Benton made him drink a cup of black coffee. Emmett sat, wrapped in a blanket, across the desk from the chief, who smoked a roll-up.
“Your folks’ll be here soon to get you. I told them to let you stay here for the night. Doc Summerhill looked you over and gave you the okay.”
Emmett nodded.
The lawman took a last toke on his butt and then stubbed it out. He sat back in his chair and said, “Your dad showed up here last evening and said you hadn’t come home. He had the wagon and was looking for you. Me and Officer Johnson weren’t doing anything so we took the Model T out and helped search. We just happened to be passing the carpentry shop and saw the flames out back. We carried water from the creek, maybe two dozen times. And I’m too old to be hauling water. You’re a lucky cuss. Johnson heard you screaming in there or we’d have let it just turn to cinders, which in the long run it mostly did anyway. Now, suppose you tell me why we had to pull you free of that burning icehouse last night.”

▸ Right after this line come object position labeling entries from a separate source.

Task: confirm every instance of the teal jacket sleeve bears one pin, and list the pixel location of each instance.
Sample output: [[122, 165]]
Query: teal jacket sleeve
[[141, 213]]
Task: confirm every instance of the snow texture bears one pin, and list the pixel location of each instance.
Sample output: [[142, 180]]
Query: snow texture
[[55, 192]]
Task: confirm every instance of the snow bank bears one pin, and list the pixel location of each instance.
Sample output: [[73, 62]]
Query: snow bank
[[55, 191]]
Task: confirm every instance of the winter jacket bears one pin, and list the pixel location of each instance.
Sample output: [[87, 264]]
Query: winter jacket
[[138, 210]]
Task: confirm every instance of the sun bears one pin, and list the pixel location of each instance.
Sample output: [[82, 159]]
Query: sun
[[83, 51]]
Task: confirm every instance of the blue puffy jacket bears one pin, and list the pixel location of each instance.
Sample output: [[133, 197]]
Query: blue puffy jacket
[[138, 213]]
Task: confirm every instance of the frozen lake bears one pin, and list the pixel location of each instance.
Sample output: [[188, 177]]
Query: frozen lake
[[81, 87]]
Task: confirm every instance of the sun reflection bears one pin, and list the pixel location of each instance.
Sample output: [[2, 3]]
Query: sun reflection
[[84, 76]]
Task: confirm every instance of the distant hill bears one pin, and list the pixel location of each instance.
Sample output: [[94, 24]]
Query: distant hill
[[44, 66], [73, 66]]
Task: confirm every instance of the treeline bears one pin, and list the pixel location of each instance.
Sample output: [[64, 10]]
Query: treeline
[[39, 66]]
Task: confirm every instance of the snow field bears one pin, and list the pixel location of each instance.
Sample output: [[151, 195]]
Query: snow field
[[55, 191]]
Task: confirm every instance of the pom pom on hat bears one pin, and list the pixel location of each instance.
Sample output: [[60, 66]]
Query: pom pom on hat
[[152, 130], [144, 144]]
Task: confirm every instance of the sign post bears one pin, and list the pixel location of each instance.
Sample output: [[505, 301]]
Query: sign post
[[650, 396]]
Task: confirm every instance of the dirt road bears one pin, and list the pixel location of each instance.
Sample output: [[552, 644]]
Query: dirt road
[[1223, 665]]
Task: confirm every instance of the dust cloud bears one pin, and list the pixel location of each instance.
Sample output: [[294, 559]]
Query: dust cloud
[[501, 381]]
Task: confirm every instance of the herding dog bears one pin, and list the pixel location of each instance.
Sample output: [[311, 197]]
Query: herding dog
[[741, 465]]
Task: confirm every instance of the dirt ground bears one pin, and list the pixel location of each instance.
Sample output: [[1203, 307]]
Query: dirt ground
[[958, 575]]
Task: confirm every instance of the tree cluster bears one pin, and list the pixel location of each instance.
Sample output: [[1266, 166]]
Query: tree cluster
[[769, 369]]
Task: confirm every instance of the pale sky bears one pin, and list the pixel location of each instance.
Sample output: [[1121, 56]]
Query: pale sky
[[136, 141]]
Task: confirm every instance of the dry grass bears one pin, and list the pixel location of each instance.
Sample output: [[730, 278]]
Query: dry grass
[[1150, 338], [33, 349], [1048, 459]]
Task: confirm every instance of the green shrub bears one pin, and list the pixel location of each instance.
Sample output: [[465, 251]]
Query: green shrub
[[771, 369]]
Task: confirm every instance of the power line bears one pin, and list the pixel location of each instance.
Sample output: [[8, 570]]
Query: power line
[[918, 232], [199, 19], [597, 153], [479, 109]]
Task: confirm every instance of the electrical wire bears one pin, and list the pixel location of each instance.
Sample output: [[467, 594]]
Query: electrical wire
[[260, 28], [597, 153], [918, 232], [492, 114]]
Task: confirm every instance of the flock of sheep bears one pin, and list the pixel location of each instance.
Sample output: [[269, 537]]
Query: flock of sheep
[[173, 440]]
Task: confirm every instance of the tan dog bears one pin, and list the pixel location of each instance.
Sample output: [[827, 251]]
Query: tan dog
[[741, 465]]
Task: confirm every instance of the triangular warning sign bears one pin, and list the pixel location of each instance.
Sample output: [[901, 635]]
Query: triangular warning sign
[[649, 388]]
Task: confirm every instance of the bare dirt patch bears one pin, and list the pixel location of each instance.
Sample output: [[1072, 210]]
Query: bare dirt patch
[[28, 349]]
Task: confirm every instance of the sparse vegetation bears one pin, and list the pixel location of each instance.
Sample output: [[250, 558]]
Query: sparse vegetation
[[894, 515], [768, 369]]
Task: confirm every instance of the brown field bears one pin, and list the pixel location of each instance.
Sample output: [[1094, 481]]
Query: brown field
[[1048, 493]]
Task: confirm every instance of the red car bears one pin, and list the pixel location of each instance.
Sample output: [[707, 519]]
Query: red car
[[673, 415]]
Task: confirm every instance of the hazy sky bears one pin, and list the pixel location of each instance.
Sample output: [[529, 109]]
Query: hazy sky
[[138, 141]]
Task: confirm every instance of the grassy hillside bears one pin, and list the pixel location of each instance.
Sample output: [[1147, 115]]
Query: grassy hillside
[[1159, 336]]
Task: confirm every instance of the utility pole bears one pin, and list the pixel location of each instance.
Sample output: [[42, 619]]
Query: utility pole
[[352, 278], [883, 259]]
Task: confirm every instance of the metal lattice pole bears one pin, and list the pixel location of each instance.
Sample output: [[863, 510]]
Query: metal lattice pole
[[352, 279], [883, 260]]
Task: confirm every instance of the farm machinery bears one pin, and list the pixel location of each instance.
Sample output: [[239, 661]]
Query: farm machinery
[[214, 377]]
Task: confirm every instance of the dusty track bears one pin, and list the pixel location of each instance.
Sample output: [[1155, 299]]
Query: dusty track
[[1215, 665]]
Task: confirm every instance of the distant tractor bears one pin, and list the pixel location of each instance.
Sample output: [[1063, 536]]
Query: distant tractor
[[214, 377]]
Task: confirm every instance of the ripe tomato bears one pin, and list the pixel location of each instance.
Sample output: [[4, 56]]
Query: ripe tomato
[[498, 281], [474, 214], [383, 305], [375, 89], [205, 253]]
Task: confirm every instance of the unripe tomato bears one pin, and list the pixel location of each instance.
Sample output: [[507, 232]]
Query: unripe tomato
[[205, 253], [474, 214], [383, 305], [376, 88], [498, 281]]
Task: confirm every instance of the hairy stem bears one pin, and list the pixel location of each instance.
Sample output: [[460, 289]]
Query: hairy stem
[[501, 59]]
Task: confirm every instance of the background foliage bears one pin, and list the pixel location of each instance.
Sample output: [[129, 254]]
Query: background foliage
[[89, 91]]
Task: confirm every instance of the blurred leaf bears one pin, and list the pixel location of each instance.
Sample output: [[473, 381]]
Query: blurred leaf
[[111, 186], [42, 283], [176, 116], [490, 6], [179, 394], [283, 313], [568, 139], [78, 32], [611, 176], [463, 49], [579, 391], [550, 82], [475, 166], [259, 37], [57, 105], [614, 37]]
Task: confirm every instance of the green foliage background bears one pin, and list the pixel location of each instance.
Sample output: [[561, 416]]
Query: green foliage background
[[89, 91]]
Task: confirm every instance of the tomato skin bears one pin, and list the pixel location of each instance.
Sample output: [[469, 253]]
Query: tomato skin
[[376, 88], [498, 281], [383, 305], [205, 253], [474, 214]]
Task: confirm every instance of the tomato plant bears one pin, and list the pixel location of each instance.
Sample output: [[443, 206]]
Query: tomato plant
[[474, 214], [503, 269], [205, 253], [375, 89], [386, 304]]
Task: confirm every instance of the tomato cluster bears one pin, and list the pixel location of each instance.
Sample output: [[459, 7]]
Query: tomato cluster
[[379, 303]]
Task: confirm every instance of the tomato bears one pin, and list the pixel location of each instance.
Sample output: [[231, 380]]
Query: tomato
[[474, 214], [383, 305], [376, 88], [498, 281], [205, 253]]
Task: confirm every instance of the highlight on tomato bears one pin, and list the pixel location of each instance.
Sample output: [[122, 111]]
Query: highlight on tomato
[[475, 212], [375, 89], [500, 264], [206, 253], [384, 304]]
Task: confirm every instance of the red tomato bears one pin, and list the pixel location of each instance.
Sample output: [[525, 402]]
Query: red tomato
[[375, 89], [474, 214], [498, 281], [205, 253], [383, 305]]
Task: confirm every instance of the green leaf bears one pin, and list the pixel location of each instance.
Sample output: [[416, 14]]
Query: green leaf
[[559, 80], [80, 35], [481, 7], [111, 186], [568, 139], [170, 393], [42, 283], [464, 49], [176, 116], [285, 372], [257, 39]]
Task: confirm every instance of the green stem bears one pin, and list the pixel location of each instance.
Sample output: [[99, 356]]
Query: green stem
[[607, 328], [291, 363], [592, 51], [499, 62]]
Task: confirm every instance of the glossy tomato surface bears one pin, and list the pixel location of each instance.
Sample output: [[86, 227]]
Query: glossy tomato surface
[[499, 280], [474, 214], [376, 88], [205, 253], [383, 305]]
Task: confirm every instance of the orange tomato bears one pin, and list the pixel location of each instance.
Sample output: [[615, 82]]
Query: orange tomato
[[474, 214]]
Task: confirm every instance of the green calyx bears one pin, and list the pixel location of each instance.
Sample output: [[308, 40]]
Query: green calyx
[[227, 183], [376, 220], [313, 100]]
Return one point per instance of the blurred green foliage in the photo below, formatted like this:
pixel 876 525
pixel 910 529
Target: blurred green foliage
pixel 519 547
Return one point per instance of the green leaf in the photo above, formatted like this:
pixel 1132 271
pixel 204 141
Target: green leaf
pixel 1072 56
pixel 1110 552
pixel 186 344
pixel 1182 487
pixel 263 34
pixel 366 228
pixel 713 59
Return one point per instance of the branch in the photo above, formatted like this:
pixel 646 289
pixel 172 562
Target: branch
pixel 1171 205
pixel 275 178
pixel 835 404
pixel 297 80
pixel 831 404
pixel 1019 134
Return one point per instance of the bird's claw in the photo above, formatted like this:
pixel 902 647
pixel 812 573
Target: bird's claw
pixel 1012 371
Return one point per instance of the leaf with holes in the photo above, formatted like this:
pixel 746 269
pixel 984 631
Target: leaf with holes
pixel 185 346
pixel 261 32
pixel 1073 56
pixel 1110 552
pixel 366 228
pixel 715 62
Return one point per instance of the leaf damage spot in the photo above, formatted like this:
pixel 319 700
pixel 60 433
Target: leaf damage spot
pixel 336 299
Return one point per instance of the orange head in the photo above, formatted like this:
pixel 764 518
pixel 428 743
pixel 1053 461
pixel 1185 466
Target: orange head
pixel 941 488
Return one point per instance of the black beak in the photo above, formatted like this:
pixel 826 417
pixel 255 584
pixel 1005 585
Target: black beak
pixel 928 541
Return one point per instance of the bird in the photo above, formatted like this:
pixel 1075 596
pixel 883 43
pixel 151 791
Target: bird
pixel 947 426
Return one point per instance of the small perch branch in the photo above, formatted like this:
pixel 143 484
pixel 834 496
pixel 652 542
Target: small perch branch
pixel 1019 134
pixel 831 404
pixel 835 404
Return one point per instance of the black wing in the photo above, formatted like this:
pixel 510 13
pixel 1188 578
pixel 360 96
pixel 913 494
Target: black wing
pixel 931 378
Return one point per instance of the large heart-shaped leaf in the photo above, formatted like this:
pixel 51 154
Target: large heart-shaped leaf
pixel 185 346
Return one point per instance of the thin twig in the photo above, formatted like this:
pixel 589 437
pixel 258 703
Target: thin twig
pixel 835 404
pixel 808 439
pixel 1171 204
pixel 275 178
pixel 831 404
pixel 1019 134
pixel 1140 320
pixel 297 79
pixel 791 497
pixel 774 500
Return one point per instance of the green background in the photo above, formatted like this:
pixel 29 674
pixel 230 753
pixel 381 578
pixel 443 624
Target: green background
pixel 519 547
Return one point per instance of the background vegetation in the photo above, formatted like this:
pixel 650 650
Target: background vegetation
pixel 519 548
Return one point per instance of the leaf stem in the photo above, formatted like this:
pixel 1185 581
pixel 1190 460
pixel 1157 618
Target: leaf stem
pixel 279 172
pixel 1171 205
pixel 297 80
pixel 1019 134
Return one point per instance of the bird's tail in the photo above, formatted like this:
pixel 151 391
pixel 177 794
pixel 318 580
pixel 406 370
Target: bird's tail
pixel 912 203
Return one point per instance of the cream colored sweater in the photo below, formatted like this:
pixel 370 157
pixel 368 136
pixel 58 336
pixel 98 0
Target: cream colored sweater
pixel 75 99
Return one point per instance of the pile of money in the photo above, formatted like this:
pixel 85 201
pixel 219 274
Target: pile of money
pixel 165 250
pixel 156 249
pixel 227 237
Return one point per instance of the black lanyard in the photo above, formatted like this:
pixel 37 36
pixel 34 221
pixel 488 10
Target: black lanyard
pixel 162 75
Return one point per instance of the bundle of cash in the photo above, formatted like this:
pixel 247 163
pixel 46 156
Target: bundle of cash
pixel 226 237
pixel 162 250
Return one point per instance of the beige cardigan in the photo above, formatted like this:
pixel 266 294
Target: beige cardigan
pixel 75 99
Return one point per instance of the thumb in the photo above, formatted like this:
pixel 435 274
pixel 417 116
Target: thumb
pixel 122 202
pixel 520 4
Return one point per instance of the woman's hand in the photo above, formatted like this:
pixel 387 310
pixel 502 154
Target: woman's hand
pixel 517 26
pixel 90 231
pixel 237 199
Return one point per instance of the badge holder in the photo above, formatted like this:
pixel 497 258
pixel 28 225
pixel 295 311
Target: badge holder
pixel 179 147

“Gretel,” said Emmett. “Is she okay?”
“Gretel who?” asked Benton.
“Lawler.”
“When we put the fire out, all we found was you.”
“She was with me.”
“Maybe she slipped out. The back wall had collapsed by the time we got there. You’re lucky you’re not barbecue, son. Where’s this girl live?”
“Gretel Lawler. She lives out on the Chowdry Road.”
The chief leaned forward, lifted a pencil from the desk, and made a note. “Okay, now, what were you up to?”
Emmett sat for quite a while, willing to talk but not knowing where to begin. There was almost too much to tell. Every time he picked a launching point, he thought of some other thread tha
t needed tending if he was to get it all right. His mind was still bleary from the smoke, but while he sat and thought, he drank the coffee and that cleared things a bit with every sip. Benton rocked slightly in his chair, the spring beneath him quietly squealing, and seemed to study something on the ceiling.
Finally, Emmett said, “It started back when I found Jimmy Tooth in the bottom of the Addisons’ old well.”
“Good lord,” said the chief.
It was late morning by the time the boy stopped talking.
Benton shook his head, and said, “That’s one hell of a tale, Mr. Wallace. Jimmy Tooth come back from the dead to get justice? Ha. I like it, but it’s lunatic. You’re saying that Mrs. Williams killed Jimmy Tooth and because she knew you knew something, she trapped you in the icehouse and tried to cook you? And that’s not even the most absurd part.”
“Jimmy wanted justice,” said Emmett, “but I think to also confess. It never struck me to wonder why Jimmy Tooth had a farm in hell. He wanted me to know that he choked a man to death.”
“Oh, right,” said Benton. “Who?”
“I’ve seen him before, but I can’t place him. A man with a red beard down to here.” He moved the side of his hand across his chest. “Bald head.”
Benton squinted and leaned on the desk. He smiled with only the left side of his mouth. “You know who you’re describing?” he asked.
Emmett shook his head.
“Mr. Williams.”
“Oh, that’s right. I barely remember him.”
“That’s interesting,” said the chief. “You know, when he died, I don’t remember being called to the carpentry shop. I can’t remember if the doctor took a look at him. I just heard he had a heart attack and then there was a wake. Mrs. Williams made his coffin and chose a closed lid. We knew her so well, and she was in such grief no one asked any questions.”